Сестренка и братишка тоже не доставляли ему особых восторгов. Чаще, пожалуй, они бывали причиной неприятностей. Когда он был во втором классе, ему иногда поручали погулять с Леночкой, ей тогда было года три, и один раз она потерялась; другой раз они с ребятами устроили гонки – хватали коляску с ревущим от ужаса ребенком и во весь дух мчались вокруг квартала, кто скорее; на одном из поворотов ее в конце концов вывернули на тротуар. Так что с Ленкой он намучился. Когда родился Олег, он, Володя, был уже значительно старше и мог ссылаться на занятость домашними заданиями, поэтому нянчить этого не пришлось, но все равно – то одно, то другое: то письменный стол зальет чернилами, то тетрадку затаскает...
А теперь их не стало. Всех, сразу, одной бомбой. Чудовищная несправедливость: почему нужно было из всей семьи остаться в живых ему одному, наименее нужному? Родители были костяком, основой семьи, они не должны были умирать, а дети не имели права погибнуть просто потому, что младшие не имеют права уходить из жизни раньше старших. Почему должна была умереть двенадцатилетняя девочка, едва подступившая к порогу юности, почему умер мальчуган, который теперь уже никогда не выведет ряда кривых палочек в своей первой тетради, не построит ни одной модели, не заглядится впервые на девчонку с соседней парты?..
Только теперь он понял, что значила для него семья. Только теперь он сообразил, что все его мечты и все планы на будущее были всегда так или иначе связаны с мыслями о близких. Просто удивительно, как незаметно проявляется иногда любовь, он ведь никогда не думал, что до такой степени любит своих – всех своих, включая шкодливого братишку.
Сейчас он представлял себе, что вот кончится война, и он поступит в МАИ, и станет авиаконструктором. Это, разумеется, хорошо. Но кому он доставит этим хоть каплю радости? Просто так, не думая о личном, а для блага своей страны? Разумеется, разумеется. Но ведь этот самый МАИ выпускает каждый год определенное количество инженеров-авиастроителей, и от того окажется ли в их числе некий Глушко, страна ничего не выиграет и не потеряет. Его место в самолетостроении пустовать не будет, вот в чем суть дела. И во всем мире нет ни одного человека, который порадуется его успехам или огорчится его неудачами. Их никого не осталось. Уже год, как их нет. Сразу, одной бомбой.
Конечно, можно создать новую семью – жениться, завести детей. Так оно и случится, наверное, если он сумеет дожить до конца войны. Но для этого нужно прежде всего убедить себя в том, что все это действительно нужно.
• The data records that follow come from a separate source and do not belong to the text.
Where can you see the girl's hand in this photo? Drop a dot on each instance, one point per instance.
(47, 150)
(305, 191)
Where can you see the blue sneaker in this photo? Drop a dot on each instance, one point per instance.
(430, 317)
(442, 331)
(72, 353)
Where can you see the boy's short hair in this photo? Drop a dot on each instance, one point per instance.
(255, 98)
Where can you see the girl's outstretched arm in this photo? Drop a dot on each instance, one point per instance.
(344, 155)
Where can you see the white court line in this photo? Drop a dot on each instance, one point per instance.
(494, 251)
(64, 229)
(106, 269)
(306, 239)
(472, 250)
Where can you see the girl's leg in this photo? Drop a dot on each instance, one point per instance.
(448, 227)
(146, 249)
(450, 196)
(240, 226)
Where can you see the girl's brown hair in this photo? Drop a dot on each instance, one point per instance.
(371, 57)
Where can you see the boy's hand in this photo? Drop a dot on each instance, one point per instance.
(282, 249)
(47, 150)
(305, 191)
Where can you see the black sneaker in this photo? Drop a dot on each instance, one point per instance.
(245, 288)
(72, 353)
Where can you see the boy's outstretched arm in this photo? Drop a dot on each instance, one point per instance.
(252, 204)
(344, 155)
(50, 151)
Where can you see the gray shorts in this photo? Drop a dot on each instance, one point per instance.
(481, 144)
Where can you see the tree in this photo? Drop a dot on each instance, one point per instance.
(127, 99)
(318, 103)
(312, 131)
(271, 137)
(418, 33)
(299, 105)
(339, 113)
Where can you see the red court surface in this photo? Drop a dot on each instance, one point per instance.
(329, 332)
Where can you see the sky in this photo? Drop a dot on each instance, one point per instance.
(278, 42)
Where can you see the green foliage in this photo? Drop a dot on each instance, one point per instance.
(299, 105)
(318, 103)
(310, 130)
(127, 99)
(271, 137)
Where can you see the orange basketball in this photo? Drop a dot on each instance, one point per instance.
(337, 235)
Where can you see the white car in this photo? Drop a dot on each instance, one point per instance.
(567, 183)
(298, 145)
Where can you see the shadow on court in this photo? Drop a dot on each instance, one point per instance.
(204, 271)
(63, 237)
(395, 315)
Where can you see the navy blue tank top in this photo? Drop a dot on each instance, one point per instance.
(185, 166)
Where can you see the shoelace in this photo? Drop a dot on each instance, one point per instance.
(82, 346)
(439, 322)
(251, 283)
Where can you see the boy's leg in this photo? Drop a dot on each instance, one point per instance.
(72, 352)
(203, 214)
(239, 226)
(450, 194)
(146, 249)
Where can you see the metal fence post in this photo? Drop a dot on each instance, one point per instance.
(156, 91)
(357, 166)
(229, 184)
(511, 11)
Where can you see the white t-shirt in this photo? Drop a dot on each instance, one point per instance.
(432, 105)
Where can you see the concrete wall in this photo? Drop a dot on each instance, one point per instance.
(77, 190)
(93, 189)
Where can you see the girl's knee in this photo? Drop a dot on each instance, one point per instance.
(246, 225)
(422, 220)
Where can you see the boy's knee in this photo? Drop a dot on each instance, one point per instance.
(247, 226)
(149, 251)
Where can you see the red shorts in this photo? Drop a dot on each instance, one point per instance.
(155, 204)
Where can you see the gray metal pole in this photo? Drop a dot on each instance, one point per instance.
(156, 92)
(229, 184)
Впрочем, убеждать себя было излишне, он понимал все это: эстафета жизни, ответственность перед потомками и тому подобное. Так что дело было не в логике; просто ему теперь ничего этого не хотелось. После всего, что он видел в Песчанокопском лагере, после гибели его семьи и расстрела евреев в Казенном лесу, после того июльского рассвета, когда он выстрелом в упор разнес череп незнакомому человеку в полицейском мундире, – Володе было наплевать на все. Все расползлось дымом, осталась одна только цель, ради которой стоило пока жить, и этой целью была месть. Но ведь настанет день, когда зажгутся городские огни, и станет тихо на земном шаре, и некому будет мстить. Что делать тогда? Опять сесть за парту, как будто ничего и не было? Как будто все это показалось, приснилось, а в мире все обстоит благополучно и «Человек» звучит по-прежнему гордо. Как бы контуженный в душе, Володя оставался физически здоровым юношей; он испытывал обычное в его возрасте влечение к девушкам, и оно становилось для него причиной мучительного разлада с самим собой. Хуже всего было то, что в последнее время ему начала нравиться Николаева.
Он и в сарайчик-то перебрался, чтобы быть от нее подальше. Ночуя в доме, он слишком часто встречал ее по утрам, – именно такая, только что из постели, в шлепанцах и халатике, вся растрепанная, розовая и теплая, она казалась ему особенно привлекательной. Он еще больше злился на нее, сам не зная за что; она не позволяла себе никакого кокетства, да и сам он прекрасно знал, что ей и в голову не может прийти с ним кокетничать; но слишком уж много, наверное, было в ней какой-то врожденной, стихийной женственности. И эта женственность, проявляясь в каждом Танином жесте, каждом движении, наполняла их бессознательным и от этого еще более неотразимым очарованием.
Любви здесь не было. Было лишь то, что в старых книгах именовалось «вожделением», а сейчас называют биологическим инстинктом, требованием физиологии. Володя вполне сознавал, насколько унизительно для цивилизованного человека очутиться вдруг в рабстве у самого первобытного, не облагороженного никакой любовью полового инстинкта. А с ним, в общем, получилось именно это.
Рабство было, конечно, не таким уж жестоким. Влечение к Николаевой не «сводило его с ума», как это пишется в романах. Когда ее не было поблизости, он мог не вспоминать о ней и не ощущал при этом никакой пустоты; но видеть ее каждое утро, слышать ее голос и смех – это становилось для него все труднее и мучительнее...
После обеда пришел Кривошип.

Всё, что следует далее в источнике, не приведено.